For motion in one dimension, if $U$ is the speed of $B$ relative to $A$ , while $V$ is the speed of $C$ relative to $B$ , then the speed of $C$ relative to $A$ is $W$ , where $\tanh^{-1}\tfrac{W}{c} \; =\; \tanh^{-1}\tfrac{U}{c} + \tanh^{-1}\tfrac{V}{c}$ Thus, for this problem. we have $\tanh^{-1}\tfrac{v}{c} \; = \; \displaystyle \sum_{n=1}^\infty \tanh^{-1}2^{-n} \; = \; \tfrac12\sum_{n=1}^\infty \ln\left(\frac{1 + 2^{-n}}{1 - 2^{-n}}\right) \; = \; \displaystyle \tfrac12\ln\left(\prod_{n=1}^\infty \frac{1+2^{-n}}{1 - 2^{-n}}\right) \; = \; \tfrac12\ln\left(\frac{(-1,\frac12)_\infty}{2(\frac12,\frac12)_\infty}\right)$ using the $q$ -Pochhammer symbols.
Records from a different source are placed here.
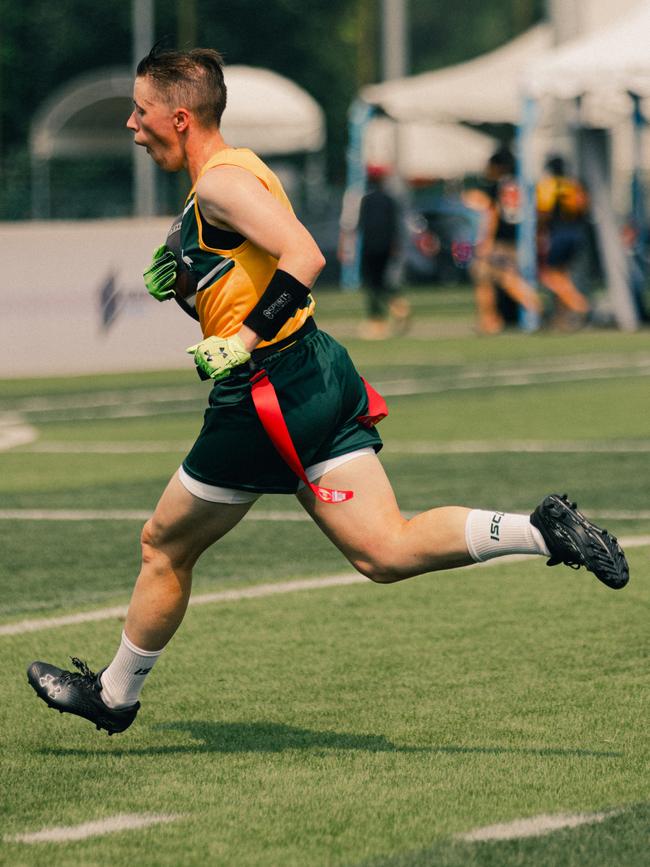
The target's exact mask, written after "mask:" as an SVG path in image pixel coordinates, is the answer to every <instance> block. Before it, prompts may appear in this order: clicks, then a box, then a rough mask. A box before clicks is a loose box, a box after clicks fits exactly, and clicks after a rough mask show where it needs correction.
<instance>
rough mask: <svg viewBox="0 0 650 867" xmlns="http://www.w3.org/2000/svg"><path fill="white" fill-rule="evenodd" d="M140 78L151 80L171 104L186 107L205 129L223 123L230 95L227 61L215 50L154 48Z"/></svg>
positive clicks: (140, 65) (161, 94) (212, 49)
mask: <svg viewBox="0 0 650 867" xmlns="http://www.w3.org/2000/svg"><path fill="white" fill-rule="evenodd" d="M136 75H138V76H139V77H144V76H148V77H149V78H151V79H152V81H153V82H154V84H155V86H156V88H157V89H158V90H159V91H160V93H161V95H162V96H163V98H164V99H165V101H166V102H167V103H169V104H172V103H173V104H174V105H175V106H181V105H183V106H186V107H187V108H188V109H190V111H192V112H193V113H194V115H195V116H196V117H197V119H198V120H199V122H200V123H201V124H202V125H203V126H214V125H215V124H216V126H219V124H220V123H221V115H222V114H223V111H224V109H225V107H226V96H227V91H226V84H225V82H224V80H223V58H222V56H221V55H220V54H219V52H218V51H215V50H214V49H213V48H193V49H192V50H191V51H173V50H172V49H159V48H158V47H157V46H155V45H154V47H153V48H152V49H151V51H150V52H149V54H147V56H146V57H143V58H142V60H141V61H140V63H138V67H137V69H136Z"/></svg>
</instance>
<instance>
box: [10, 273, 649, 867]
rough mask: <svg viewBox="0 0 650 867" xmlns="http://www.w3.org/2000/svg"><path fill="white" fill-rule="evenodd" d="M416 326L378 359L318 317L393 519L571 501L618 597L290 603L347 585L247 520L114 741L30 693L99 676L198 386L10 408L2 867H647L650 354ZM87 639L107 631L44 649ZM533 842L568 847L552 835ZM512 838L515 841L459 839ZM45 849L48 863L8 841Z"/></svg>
mask: <svg viewBox="0 0 650 867" xmlns="http://www.w3.org/2000/svg"><path fill="white" fill-rule="evenodd" d="M414 302H415V308H416V318H415V322H414V327H413V331H412V333H411V335H410V336H409V337H407V338H404V339H402V340H400V341H397V340H389V341H387V342H383V343H369V342H361V341H359V340H358V339H357V338H356V336H355V334H356V330H355V329H356V323H357V322H358V319H359V315H360V299H359V298H358V296H339V295H328V294H323V295H322V296H321V299H320V311H319V314H320V315H319V321H320V324H321V326H322V327H325V328H327V329H328V330H330V331H331V332H332V333H334V334H335V335H338V336H341V337H342V338H343V339H344V342H345V343H346V345H347V346H348V348H349V349H350V351H351V354H352V355H353V357H354V359H355V361H356V362H357V365H358V367H359V368H360V370H361V372H362V373H363V374H364V375H365V376H367V378H368V379H369V380H370V381H371V382H373V384H375V385H376V386H377V387H379V389H380V390H381V391H383V393H384V394H385V395H386V396H387V399H388V402H389V407H390V411H391V415H390V416H389V418H388V419H386V421H384V422H383V423H382V427H381V430H382V434H383V436H384V440H385V448H384V450H383V452H382V456H383V460H384V463H385V465H386V467H387V469H388V471H389V474H390V475H391V477H392V479H393V481H394V485H395V488H396V491H397V494H398V499H399V501H400V505H401V507H402V508H403V510H404V511H405V512H406V513H409V512H414V511H417V510H420V509H423V508H427V507H430V506H433V505H442V504H446V503H458V504H464V505H470V506H478V507H485V508H490V507H495V508H501V509H509V510H513V511H522V512H525V511H529V510H530V509H531V508H532V507H533V506H534V505H535V504H536V503H537V502H538V501H539V500H540V499H541V497H542V496H544V494H546V493H548V492H550V491H552V490H558V491H560V492H564V491H565V490H566V491H568V492H569V494H570V495H571V496H572V497H573V498H575V499H577V500H578V502H579V503H580V506H581V507H582V508H583V509H584V510H585V511H586V512H587V513H588V514H591V515H593V516H594V517H596V518H597V519H598V520H599V522H600V523H601V524H604V525H605V526H607V527H608V529H610V530H611V531H613V532H615V533H616V534H617V535H618V536H619V538H621V539H622V540H624V544H625V547H626V550H627V552H628V558H629V561H630V566H631V574H632V578H631V581H630V584H629V585H628V587H627V588H625V589H624V590H623V591H621V592H612V591H610V590H608V589H606V588H605V587H604V586H602V585H601V584H599V583H598V582H597V581H596V579H594V578H593V576H591V575H589V574H587V573H585V572H584V570H580V571H579V572H572V571H569V570H568V569H565V568H563V567H557V568H554V569H548V568H547V567H546V566H545V564H544V562H543V560H541V559H534V558H528V559H526V560H525V561H523V560H504V561H493V562H492V563H491V564H489V565H486V566H480V567H472V568H470V569H467V570H455V571H450V572H448V573H444V574H437V575H429V576H422V577H420V578H416V579H414V580H412V581H408V582H405V583H403V584H398V585H393V586H389V587H381V586H376V585H373V584H371V583H369V582H363V581H361V580H359V581H355V580H354V579H353V578H352V577H350V581H349V583H334V582H331V583H329V584H328V583H321V584H317V583H316V582H314V583H313V584H312V585H310V586H311V589H302V590H300V589H298V588H299V587H300V586H302V585H299V584H298V583H297V582H298V581H300V580H301V579H318V578H325V577H341V578H342V579H343V580H345V576H351V569H350V567H349V566H348V565H347V564H346V562H345V561H344V560H343V559H342V557H341V555H340V554H338V552H337V551H336V550H334V549H333V548H332V547H331V546H330V545H329V543H328V542H327V541H326V540H325V539H324V537H322V536H321V535H320V533H319V531H318V530H317V529H316V528H315V527H314V526H312V525H311V524H310V523H309V522H308V521H307V520H304V519H303V513H302V512H301V510H300V508H299V506H298V505H297V504H296V503H295V501H294V500H293V498H291V497H284V498H283V497H267V498H263V499H262V500H261V501H260V502H259V503H258V504H257V505H256V506H255V507H254V509H253V511H252V512H251V514H250V515H249V517H248V518H247V520H246V521H245V522H244V523H243V524H241V525H240V526H239V527H238V528H236V529H235V530H234V531H233V532H232V533H231V534H230V535H229V536H228V537H226V539H224V540H223V541H222V542H221V543H220V544H219V545H218V546H216V547H215V548H214V549H212V550H211V551H209V552H208V553H207V554H206V555H205V556H204V558H203V559H202V560H201V562H200V563H199V565H198V567H197V570H196V577H195V594H196V597H197V602H202V603H203V604H197V605H196V606H194V607H192V608H191V609H190V610H189V612H188V615H187V617H186V620H185V623H184V624H183V627H182V629H181V630H180V631H179V633H178V634H177V636H176V637H175V638H174V640H173V642H172V644H171V645H170V647H169V649H168V651H166V652H165V654H164V655H163V656H162V657H161V659H160V661H159V663H158V664H157V667H156V670H155V672H154V673H153V674H152V676H151V677H150V679H149V681H148V683H147V686H146V687H145V691H144V694H143V709H142V711H141V712H140V715H139V717H138V720H137V723H136V724H135V725H134V726H133V727H132V728H131V729H129V730H128V731H127V732H126V733H124V734H123V735H119V736H116V737H113V738H108V737H106V735H105V733H99V732H96V731H95V730H94V729H92V728H91V727H90V726H89V724H88V723H86V722H84V721H82V720H80V719H77V718H73V717H69V716H59V715H58V714H54V713H52V711H50V710H48V709H47V708H46V707H45V705H44V704H42V703H41V702H39V701H38V700H37V699H36V698H35V696H34V694H33V693H32V691H31V690H30V689H29V687H28V685H27V683H26V679H25V674H24V670H25V668H26V666H27V664H28V663H29V662H30V661H31V660H33V659H37V658H40V659H46V660H48V661H52V662H54V663H57V664H66V663H67V662H68V657H69V656H70V655H76V656H81V657H82V658H85V659H87V661H88V663H89V665H90V666H91V667H93V668H95V669H98V668H100V667H101V666H103V665H105V664H106V663H107V662H108V661H109V660H110V658H111V657H112V655H113V652H114V650H115V647H116V644H117V641H118V640H119V634H120V629H121V623H120V615H119V612H118V613H113V614H110V613H105V614H102V613H101V612H102V611H103V610H104V609H107V608H109V607H112V606H123V605H125V604H126V603H127V602H128V596H129V591H130V587H131V585H132V582H133V578H134V575H135V573H136V571H137V567H138V557H139V550H138V536H139V531H140V526H141V524H142V521H143V519H144V516H146V515H147V514H148V513H150V511H151V510H152V509H153V507H154V505H155V502H156V499H157V497H158V495H159V493H160V492H161V490H162V487H163V485H164V484H165V482H166V480H167V479H168V477H169V476H170V475H171V474H172V473H173V472H174V470H175V469H176V467H177V466H178V464H179V462H180V460H181V459H182V457H183V454H184V451H185V449H186V448H187V446H188V445H189V444H190V443H191V441H192V440H193V437H194V435H195V433H196V432H197V425H198V423H199V421H200V418H201V411H202V406H203V402H204V400H205V396H206V386H205V385H204V384H202V383H199V382H198V380H196V381H195V378H194V375H193V373H192V371H191V370H189V369H188V370H185V371H169V372H161V373H158V374H155V375H151V374H146V375H145V374H142V375H139V374H133V375H115V376H105V377H93V378H90V377H77V378H74V379H48V378H44V379H38V380H36V379H35V380H31V381H29V380H14V381H9V380H7V381H0V443H2V442H4V447H3V450H2V451H0V490H1V493H2V501H1V503H0V539H1V542H2V566H1V570H2V595H1V597H0V649H1V651H2V659H3V671H4V678H3V701H2V705H1V709H0V715H1V716H0V718H1V720H2V731H3V735H2V737H3V753H4V755H3V760H2V767H3V775H2V782H3V786H2V814H3V817H4V822H3V830H2V843H1V844H0V863H6V864H8V865H12V867H13V865H41V864H43V865H45V864H48V865H50V864H55V865H57V867H58V865H73V864H74V865H75V867H79V865H82V867H86V865H102V867H103V865H111V867H122V865H127V864H128V865H138V867H149V865H151V867H157V865H170V867H172V865H174V867H175V865H182V867H185V865H197V867H198V865H205V864H210V865H212V864H214V865H235V867H240V865H241V867H249V865H251V867H252V865H260V867H263V865H272V867H275V865H278V867H285V865H286V867H320V865H337V867H338V865H340V867H343V865H345V867H425V865H427V867H475V865H476V867H479V865H480V867H483V865H485V867H487V865H490V867H515V865H549V867H551V865H553V867H584V865H588V867H592V865H594V867H595V865H602V867H612V865H625V867H645V865H647V864H648V863H649V861H648V857H649V856H648V851H649V849H648V842H649V839H650V835H649V831H650V793H649V786H648V779H649V775H648V772H649V770H650V769H649V767H648V747H649V736H648V732H649V730H650V727H649V725H648V716H649V714H648V710H649V704H648V671H647V666H648V656H649V644H650V642H649V629H648V623H649V612H650V583H649V581H648V574H649V573H650V533H649V529H648V527H649V524H650V504H649V502H648V479H649V478H650V414H649V413H648V411H647V407H648V398H649V397H650V378H649V377H650V347H649V345H648V335H647V332H646V333H639V334H632V335H624V334H619V333H616V332H613V331H611V332H610V331H588V330H586V331H584V332H582V333H580V334H576V335H566V334H553V333H540V334H536V335H523V334H519V333H507V334H504V335H501V336H499V337H497V338H489V339H485V338H477V337H476V336H475V335H474V334H473V333H472V330H471V316H470V313H471V311H470V309H469V306H468V303H469V299H468V297H467V293H466V292H464V291H462V290H453V291H452V290H449V291H445V292H441V291H431V292H428V293H418V294H417V295H415V296H414ZM271 554H272V557H271ZM291 582H296V583H295V584H292V583H291ZM281 585H284V586H281ZM273 588H275V589H276V590H278V589H281V590H283V591H284V592H282V593H272V592H271V590H272V589H273ZM222 591H223V593H225V591H232V593H231V594H230V596H224V595H223V594H222V596H221V597H219V596H217V597H216V598H215V594H219V593H222ZM240 591H241V592H240ZM244 591H250V593H249V595H245V592H244ZM209 594H213V595H212V596H209ZM253 594H256V595H253ZM210 600H212V601H210ZM76 614H80V615H85V616H88V617H91V616H95V617H97V618H98V619H96V620H84V619H83V617H81V618H80V619H79V621H78V622H75V623H68V624H67V625H53V624H52V623H48V622H47V621H48V618H57V617H62V616H68V615H76ZM134 816H138V817H142V816H145V817H149V819H150V821H151V824H149V825H148V826H147V827H144V828H142V829H139V830H135V829H134V830H129V829H128V823H129V821H130V820H129V818H128V817H131V819H132V818H133V817H134ZM545 816H546V817H558V816H561V817H574V818H575V817H577V816H579V817H581V818H582V819H583V820H585V821H584V823H583V824H579V823H578V821H579V820H577V819H575V821H574V822H573V823H572V822H570V820H569V818H566V821H564V820H560V821H559V825H560V826H566V827H560V828H559V829H558V830H555V831H553V832H549V833H545V834H542V833H541V831H542V830H544V828H545V827H546V825H548V827H547V828H546V830H549V828H550V825H549V823H548V821H547V820H545V819H544V818H543V817H545ZM115 817H122V819H121V820H119V821H117V822H116V827H118V828H120V830H115V831H113V832H112V833H107V832H108V831H109V830H110V829H111V827H113V826H112V825H111V822H113V820H114V819H115ZM540 817H541V818H540ZM526 819H534V820H535V830H534V831H532V832H531V834H532V836H522V834H523V833H525V832H524V831H519V832H518V831H516V830H515V831H512V834H513V835H515V836H516V838H515V839H502V840H490V841H472V840H468V839H466V838H464V837H463V835H467V834H468V833H469V832H473V831H475V830H476V829H480V828H484V827H486V826H493V825H496V824H498V823H510V822H513V821H515V820H526ZM587 820H589V821H587ZM120 822H121V824H120ZM85 823H99V824H98V825H96V826H94V828H92V827H91V828H90V829H88V830H87V833H88V836H86V837H84V838H83V839H78V840H73V839H70V837H71V836H72V834H73V831H71V830H70V829H74V828H77V827H78V826H82V829H81V831H79V834H80V835H81V834H82V833H83V829H84V828H85ZM102 823H103V824H102ZM571 824H574V825H576V827H570V825H571ZM52 828H63V829H67V830H65V831H63V832H62V841H61V842H57V841H55V840H54V839H52V837H53V835H50V838H49V839H42V840H41V841H40V842H35V841H34V842H32V841H30V838H29V837H24V836H23V835H29V834H33V833H36V832H40V831H43V830H44V829H52ZM100 830H101V831H103V832H106V833H100ZM517 835H518V836H517Z"/></svg>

Thus $\tfrac{v}{c} \; = \; \tanh\left(\tfrac12\ln\left(\frac{(-1,\frac12)_\infty}{2(\frac12,\frac12)_\infty}\right)\right) \; =\; \frac{(-1,\frac12)_\infty - 2(\frac12,\frac12)_\infty}{(-1,\frac12)_\infty + 2(\frac12,\frac12)_\infty} \; = \; \boxed{0.783924...}$

The formula for relativistic velocity addition is: $v^\prime=\frac{u+v}{1+\frac{uv}{c^2}}$

To make things less messy, let $a_n=\frac{v_n}{c}$ . Thus, we can derive that

$a_1=\frac{1}{2}\\a_n=\frac{a_{n-1}+\frac{1}{2}^n}{1+(a_n-1)\frac{1}{2}^n}$

This rapidly converges to 0.7839236595945458.